Вернемся в часовню. Освещение изменилось. Солнце спряталось за тучу. Теперь картины источали чуть меньше цвета — теперь казалось, что все они одного и того же оттенка, холодно‑серые. Был полдень, когда люди обычно выходят на обед, и в часовню нахлынули посетители — по большей части местные, как я предположил. Я заметил, что одна женщина медитировала в позе лотоса, усевшись на одной из специальных пухлых подушек‑зафу, разложенных по полу. Как минимум десять человек стояли перед разными частями серии, глубоко сосредоточившись. Царило ощущение сфокусированности и равновесия, и все как бы настраивались на другую частоту.

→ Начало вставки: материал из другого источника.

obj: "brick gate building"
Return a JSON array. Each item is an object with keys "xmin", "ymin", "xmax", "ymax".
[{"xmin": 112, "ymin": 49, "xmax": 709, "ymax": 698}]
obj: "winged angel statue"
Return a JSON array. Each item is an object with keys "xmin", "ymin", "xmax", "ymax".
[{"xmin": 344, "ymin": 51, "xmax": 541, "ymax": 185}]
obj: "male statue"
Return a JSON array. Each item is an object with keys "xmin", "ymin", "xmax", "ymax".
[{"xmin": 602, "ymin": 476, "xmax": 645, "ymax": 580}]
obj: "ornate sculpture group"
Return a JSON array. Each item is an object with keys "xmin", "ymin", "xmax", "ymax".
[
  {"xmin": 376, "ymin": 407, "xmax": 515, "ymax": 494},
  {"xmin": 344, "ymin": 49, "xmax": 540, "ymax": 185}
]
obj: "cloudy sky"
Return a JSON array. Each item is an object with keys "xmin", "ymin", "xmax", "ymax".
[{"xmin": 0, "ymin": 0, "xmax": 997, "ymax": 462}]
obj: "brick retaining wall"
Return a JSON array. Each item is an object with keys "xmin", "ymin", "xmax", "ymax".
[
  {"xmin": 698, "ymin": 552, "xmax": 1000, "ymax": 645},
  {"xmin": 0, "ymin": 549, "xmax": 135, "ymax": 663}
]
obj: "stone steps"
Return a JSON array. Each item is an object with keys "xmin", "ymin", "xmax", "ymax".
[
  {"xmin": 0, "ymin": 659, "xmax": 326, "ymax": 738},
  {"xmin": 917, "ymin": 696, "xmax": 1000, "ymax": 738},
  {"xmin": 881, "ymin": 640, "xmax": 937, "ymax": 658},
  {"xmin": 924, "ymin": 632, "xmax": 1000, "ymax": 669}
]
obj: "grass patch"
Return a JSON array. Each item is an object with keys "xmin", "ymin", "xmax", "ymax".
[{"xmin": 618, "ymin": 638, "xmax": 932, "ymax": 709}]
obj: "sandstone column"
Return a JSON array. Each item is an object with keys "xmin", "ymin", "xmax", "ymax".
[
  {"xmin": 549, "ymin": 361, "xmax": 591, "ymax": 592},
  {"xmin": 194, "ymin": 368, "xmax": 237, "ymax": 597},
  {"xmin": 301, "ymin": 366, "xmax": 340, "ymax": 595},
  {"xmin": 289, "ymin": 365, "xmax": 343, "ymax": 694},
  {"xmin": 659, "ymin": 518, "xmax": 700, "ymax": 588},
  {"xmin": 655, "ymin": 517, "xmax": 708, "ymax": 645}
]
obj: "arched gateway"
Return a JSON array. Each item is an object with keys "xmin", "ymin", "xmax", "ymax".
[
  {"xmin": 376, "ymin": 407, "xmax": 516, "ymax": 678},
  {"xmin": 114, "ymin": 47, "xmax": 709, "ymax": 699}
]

Никто, насколько я мог заметить со стороны, не молился (ни христианских молитв, ни — хи‑хи — еврейских). Никто не всхлипывал. Напомню знаменитую фразу Ротко: «Те, кто плачет перед моими картинами, испытывают те же самые религиозные переживания, которые испытывал я, пока эти картины писал. А если на вас, как вы говорите, действует только соотношение цветов на этих картинах, то вы упускаете из виду суть».
Но что сказать про их цвет? Эти так называемые «черные картины» — определенно не черные. Их цвет сравнивали с баклажанами, сливами, каштанами, называли «бархатисто‑черный с лиловым отливом» или «темный розовато‑лиловый». И действительно, в зависимости от освещения картины приобретают все эти цвета, но также они — «вне цвета».
Возможно, эти холсты следовало бы назвать «светоуловителями». Кэрол Манкузи‑Унгаро, авторитетный музейный хранитель, работающая с Часовней Ротко с 1979 года, когда‑то установила, что Ротко мастерски освоил эту волшебную игру в ловлю света, тонко орудуя кистью и тщательно подбирая консистенцию краски, но в основном благодаря самим художественным принадлежностям. (Секретным ингредиентом его красок были куриные яйца.) И действительно, хромоморфизм его картин зависел не только от пигментов, но и от того, как Ротко повелевал малейшими намеками на отражательные свойства поверхности картины, и легко позабыть, как скрупулезно он выстраивал и модулировал эту поверхность, накладывая слой за слоем. Специалисты отмечают, что Ротко стремился не столько создать красочный слой на холсте, сколько погрузить зрителя в духовные сумерки.
Ротко был романтик и считал картину местом для интимного свидания со зрителем — местом для опосредованного телесного контакта. По‑видимому, он верил, что материальное присутствие раскрашенного холста станет вместилищем его духа, а также впитает в себя дух зрителя. Разумеется, такое представление вторит каббалистическому понятию смерти как некоего барьера между двумя мирами, но Ротко хотел испытать эти волнующие переживания, это чувство контакта еще при жизни. По‑видимому, ему было достаточно знать, что люди стоят перед его полотнами, чтобы у него потеплело на сердце, чтобы он почувствовал одобрительное отношение; это вдыхало в него жизнь.
Итак, я находился в часовне, стоял перед главным триптихом, висящим на стене, на которой предусмотрена пятифутовая впадина. Таким образом, картина висит не совсем на стене, а в нише. Я смотрел снизу на умопомрачительный простор пятнадцатифутового полотна и вдруг заметил, что его верхний край ускользает от моего взора. Картина растворялась в тени, сливалась с ней, и, похоже, эта тень появилась здесь по ловкой режиссерской задумке, чтобы казаться частью картины.